"But the dream, the echo, slips from him as quickly as he had found it and as consciousness comes to him (a slap and not the gentle waves of oceanic tides), it dissolves entirely. His muscles relax as the cold claims him again, as the numbness sets in, and when his grey eyes open, there’s nothing but the faint after burn of a dream often trod and never remembered." --Brigade, written by Laura
All he remembers is the mist, how it ringed the pines like a promise of forever. The jutting of the stone just beyond, stone that had hemmed in wars and guarded lives (how easily their defenses all came down in the end, history littered at their feet). All he can see is a flash of gold before the kaleidoscope of browns, greens, reds.
He doesn’t remember anything afterwards. Walter wakes with his clouds and his stretching, wracking brain and it is all right. She hadn’t been there, at least. She had been gone so long that it meant little and less to him that the world was ending. Hours later, when he comes down from the mountain, he is still alone.
Nothing has changed.
The meadow hasn’t, anyway. The press of too many bodies trampling too little earth is numbingly familiar (though the fact that there are even more horses here is not lost on him – what happens when their too few resources dry up?) The hurried and hushed conversations are the same (though there are loud ones, too; panic and pain lace too many words). His ears swivel to take them in but his eyes never follow; he’s not really listening, anyway.

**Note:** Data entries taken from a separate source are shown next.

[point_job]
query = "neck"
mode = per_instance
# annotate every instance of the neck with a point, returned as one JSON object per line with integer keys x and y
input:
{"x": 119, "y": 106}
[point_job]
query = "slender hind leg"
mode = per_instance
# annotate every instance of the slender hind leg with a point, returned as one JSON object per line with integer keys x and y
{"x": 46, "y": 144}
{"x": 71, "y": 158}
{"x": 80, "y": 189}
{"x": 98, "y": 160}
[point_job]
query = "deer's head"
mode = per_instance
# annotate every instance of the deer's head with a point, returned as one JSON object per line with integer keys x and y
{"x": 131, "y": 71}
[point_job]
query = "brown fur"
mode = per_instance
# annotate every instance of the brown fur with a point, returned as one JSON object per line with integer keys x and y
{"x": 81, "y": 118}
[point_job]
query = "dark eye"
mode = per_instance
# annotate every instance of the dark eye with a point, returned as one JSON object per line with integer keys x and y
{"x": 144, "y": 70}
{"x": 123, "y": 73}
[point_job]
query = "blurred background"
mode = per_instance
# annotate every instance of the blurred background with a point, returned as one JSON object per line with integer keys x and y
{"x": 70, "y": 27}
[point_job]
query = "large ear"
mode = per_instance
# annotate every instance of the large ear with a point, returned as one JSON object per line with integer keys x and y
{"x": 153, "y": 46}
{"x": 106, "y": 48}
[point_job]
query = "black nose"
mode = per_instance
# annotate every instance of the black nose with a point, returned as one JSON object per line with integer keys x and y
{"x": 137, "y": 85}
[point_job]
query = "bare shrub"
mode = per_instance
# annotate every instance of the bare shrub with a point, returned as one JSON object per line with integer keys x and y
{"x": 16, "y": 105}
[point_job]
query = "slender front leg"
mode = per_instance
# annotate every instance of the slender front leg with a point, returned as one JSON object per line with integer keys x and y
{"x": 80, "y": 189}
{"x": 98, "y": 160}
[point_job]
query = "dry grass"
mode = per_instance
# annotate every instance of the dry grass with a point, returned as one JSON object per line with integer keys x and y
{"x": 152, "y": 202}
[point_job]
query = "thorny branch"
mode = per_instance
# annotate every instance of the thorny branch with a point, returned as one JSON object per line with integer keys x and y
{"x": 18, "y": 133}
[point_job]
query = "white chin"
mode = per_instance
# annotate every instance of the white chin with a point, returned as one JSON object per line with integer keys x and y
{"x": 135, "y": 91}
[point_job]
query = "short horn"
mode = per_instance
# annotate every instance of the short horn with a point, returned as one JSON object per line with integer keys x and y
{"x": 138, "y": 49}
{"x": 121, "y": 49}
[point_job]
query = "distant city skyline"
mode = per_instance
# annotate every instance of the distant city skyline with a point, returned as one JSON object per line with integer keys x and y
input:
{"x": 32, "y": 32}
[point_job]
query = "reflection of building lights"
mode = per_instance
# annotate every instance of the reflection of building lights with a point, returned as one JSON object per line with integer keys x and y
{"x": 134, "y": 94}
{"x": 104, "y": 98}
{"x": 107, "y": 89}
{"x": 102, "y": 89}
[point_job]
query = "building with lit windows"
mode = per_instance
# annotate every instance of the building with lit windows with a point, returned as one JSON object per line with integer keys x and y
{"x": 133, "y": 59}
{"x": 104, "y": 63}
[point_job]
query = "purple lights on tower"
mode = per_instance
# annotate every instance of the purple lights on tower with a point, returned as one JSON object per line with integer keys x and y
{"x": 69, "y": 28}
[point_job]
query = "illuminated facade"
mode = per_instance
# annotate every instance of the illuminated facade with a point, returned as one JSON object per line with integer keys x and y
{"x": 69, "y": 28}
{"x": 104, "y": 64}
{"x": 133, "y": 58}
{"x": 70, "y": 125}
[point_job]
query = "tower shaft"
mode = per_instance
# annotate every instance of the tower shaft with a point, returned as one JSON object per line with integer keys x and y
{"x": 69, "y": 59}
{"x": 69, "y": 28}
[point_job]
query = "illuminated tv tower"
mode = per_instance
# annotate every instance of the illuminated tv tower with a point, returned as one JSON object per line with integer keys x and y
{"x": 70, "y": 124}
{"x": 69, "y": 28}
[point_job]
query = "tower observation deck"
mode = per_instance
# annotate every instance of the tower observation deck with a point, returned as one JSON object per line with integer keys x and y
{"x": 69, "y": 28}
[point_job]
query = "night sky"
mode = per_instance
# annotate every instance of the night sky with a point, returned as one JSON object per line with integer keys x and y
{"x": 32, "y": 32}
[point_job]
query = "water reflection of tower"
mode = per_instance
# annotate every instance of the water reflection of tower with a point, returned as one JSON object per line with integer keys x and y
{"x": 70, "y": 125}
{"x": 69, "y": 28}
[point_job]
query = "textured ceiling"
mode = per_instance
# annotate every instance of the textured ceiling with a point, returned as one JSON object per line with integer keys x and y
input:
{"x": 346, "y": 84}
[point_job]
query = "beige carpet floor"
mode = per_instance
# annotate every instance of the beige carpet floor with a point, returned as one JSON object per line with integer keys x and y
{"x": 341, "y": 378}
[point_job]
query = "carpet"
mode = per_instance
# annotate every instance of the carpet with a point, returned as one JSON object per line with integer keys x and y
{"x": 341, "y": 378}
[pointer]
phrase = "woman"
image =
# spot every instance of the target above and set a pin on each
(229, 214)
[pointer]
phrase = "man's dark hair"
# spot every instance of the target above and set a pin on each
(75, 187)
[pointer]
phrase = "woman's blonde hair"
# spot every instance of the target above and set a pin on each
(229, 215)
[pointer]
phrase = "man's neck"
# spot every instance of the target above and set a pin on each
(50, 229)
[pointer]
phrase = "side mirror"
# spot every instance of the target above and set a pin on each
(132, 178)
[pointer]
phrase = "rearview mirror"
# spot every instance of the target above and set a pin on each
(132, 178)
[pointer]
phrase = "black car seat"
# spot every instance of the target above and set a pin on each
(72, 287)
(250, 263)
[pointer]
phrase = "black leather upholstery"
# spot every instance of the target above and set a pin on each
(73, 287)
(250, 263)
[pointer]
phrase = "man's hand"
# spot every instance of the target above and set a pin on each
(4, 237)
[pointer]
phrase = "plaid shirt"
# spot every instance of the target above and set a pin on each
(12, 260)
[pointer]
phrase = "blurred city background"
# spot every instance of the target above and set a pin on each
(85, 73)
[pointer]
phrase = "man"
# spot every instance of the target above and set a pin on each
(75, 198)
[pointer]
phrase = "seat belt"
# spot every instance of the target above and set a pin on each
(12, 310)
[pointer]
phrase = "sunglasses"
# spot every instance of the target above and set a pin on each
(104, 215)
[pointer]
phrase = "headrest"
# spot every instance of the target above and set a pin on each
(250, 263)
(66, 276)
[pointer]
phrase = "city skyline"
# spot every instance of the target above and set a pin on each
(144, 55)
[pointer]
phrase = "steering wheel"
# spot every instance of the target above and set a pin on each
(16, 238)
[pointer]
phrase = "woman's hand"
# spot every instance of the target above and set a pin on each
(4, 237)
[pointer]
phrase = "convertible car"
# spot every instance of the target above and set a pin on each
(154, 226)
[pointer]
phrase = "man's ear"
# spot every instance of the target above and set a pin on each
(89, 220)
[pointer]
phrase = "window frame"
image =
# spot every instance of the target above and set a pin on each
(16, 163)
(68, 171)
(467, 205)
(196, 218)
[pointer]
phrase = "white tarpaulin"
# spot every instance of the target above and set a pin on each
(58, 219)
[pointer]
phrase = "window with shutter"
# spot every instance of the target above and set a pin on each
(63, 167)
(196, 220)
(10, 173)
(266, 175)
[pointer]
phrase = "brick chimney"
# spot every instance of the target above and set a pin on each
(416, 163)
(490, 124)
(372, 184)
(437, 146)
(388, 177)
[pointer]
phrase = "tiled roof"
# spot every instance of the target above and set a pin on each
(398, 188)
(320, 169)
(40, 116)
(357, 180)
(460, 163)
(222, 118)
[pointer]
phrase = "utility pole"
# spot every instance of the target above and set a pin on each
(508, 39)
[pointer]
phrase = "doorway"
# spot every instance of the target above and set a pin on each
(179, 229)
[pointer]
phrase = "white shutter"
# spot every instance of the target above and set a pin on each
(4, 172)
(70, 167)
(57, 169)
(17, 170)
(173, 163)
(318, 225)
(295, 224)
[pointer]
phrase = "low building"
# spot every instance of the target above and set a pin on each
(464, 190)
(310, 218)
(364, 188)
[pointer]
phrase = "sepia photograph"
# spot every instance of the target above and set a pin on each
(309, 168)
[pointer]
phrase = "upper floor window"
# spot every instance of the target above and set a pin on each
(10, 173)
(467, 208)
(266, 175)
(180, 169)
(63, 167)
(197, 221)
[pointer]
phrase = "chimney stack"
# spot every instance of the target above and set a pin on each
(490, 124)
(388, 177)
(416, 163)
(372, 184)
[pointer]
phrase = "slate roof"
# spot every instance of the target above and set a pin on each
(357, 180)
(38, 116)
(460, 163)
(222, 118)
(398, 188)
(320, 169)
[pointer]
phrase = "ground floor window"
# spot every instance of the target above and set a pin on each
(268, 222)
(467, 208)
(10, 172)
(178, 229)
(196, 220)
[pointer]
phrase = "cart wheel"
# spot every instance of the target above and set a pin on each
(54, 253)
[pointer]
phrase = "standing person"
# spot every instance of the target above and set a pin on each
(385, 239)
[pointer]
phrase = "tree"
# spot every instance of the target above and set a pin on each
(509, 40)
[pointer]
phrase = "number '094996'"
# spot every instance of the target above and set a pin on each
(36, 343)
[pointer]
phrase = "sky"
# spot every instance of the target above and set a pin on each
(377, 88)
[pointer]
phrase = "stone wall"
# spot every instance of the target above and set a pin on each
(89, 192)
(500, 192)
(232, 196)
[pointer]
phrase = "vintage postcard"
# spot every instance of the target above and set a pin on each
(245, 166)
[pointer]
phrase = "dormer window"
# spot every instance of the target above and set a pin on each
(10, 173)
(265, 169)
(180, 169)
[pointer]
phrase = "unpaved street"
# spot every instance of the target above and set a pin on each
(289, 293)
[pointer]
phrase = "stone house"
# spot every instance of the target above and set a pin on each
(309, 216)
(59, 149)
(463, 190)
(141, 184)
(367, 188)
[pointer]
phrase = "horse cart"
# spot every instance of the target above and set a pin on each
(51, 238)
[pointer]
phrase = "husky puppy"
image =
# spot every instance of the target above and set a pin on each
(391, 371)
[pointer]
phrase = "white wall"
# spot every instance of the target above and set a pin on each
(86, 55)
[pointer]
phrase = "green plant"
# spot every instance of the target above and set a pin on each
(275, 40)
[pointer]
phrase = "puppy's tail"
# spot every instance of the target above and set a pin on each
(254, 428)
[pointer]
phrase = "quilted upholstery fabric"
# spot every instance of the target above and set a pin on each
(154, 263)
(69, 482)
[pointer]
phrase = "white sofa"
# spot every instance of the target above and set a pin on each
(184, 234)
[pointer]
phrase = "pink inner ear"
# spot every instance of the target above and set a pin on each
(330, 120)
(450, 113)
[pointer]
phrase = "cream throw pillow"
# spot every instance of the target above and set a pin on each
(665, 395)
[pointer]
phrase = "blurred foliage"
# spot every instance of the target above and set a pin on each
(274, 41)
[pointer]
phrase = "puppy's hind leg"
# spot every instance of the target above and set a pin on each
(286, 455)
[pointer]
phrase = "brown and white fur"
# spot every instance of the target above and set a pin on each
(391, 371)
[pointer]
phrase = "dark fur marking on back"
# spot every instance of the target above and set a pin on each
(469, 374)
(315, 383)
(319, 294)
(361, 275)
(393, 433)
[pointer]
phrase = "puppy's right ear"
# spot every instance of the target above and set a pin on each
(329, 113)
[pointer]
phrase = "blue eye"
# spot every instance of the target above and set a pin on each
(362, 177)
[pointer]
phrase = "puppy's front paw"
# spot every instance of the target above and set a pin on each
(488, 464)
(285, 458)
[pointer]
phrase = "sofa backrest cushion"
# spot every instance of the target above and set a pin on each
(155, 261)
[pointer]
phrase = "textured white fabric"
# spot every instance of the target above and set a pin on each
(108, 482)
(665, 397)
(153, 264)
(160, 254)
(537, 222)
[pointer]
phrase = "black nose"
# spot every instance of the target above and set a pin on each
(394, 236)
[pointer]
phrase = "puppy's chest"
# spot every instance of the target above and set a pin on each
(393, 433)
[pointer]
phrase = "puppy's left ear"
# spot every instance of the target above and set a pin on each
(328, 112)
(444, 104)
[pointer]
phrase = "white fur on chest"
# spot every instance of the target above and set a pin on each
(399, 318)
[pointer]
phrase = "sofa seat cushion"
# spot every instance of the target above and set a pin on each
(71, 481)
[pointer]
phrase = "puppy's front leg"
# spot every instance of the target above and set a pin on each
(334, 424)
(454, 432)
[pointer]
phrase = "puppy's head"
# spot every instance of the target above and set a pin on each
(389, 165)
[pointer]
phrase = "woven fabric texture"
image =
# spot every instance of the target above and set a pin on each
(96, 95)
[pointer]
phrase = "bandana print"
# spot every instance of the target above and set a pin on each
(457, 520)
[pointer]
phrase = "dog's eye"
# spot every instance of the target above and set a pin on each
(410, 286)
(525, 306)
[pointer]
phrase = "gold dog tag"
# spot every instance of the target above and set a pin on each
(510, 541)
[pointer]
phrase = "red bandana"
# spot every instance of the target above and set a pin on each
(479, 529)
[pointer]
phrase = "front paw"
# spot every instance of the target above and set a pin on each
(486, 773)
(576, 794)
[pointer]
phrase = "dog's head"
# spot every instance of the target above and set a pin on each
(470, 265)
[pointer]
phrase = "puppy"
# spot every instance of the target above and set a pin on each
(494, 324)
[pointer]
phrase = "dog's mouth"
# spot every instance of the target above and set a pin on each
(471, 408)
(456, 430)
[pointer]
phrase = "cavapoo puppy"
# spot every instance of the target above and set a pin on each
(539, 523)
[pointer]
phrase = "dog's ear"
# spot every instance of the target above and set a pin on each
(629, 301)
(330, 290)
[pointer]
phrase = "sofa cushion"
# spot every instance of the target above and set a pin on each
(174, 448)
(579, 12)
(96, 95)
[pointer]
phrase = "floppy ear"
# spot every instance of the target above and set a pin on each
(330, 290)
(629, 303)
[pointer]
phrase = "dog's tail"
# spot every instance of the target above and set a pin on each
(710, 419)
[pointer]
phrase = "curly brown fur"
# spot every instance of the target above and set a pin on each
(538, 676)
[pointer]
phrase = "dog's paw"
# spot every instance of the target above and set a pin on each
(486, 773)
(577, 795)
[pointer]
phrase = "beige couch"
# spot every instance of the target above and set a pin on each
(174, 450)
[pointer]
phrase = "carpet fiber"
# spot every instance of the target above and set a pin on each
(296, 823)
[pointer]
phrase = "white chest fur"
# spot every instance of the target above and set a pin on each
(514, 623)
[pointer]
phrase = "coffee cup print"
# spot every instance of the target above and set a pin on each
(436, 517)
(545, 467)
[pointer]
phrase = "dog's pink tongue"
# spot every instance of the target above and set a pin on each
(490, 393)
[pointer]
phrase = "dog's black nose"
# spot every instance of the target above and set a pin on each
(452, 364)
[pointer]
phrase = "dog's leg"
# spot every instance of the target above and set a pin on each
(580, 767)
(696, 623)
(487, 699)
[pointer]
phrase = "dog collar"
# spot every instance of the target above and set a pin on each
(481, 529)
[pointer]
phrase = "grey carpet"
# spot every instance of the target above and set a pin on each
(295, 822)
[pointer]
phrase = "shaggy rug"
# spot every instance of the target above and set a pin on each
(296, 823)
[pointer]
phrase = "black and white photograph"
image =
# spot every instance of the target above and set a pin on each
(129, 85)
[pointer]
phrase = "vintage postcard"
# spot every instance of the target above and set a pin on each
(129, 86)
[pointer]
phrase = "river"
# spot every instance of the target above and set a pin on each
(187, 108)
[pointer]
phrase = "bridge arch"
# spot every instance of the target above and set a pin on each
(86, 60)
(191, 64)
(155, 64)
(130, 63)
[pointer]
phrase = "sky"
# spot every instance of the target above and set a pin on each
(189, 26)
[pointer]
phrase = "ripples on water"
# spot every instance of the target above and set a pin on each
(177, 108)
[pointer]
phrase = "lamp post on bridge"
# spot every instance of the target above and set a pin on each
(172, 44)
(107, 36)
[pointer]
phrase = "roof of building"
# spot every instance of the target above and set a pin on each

He ignores the lightness in his step, the way the crisp air finds his ribs rather than his shielding, downy wings. He tries not to focus too long on any of the others; his inability to read emotions leaves him bare are vulnerable. A few of them look at him with lost, hungry eyes and he cannot move away quickly enough. None of them ask for help and he is immeasurably glad. It is impossible to administer aid when understanding is absent. He has nothing to give them.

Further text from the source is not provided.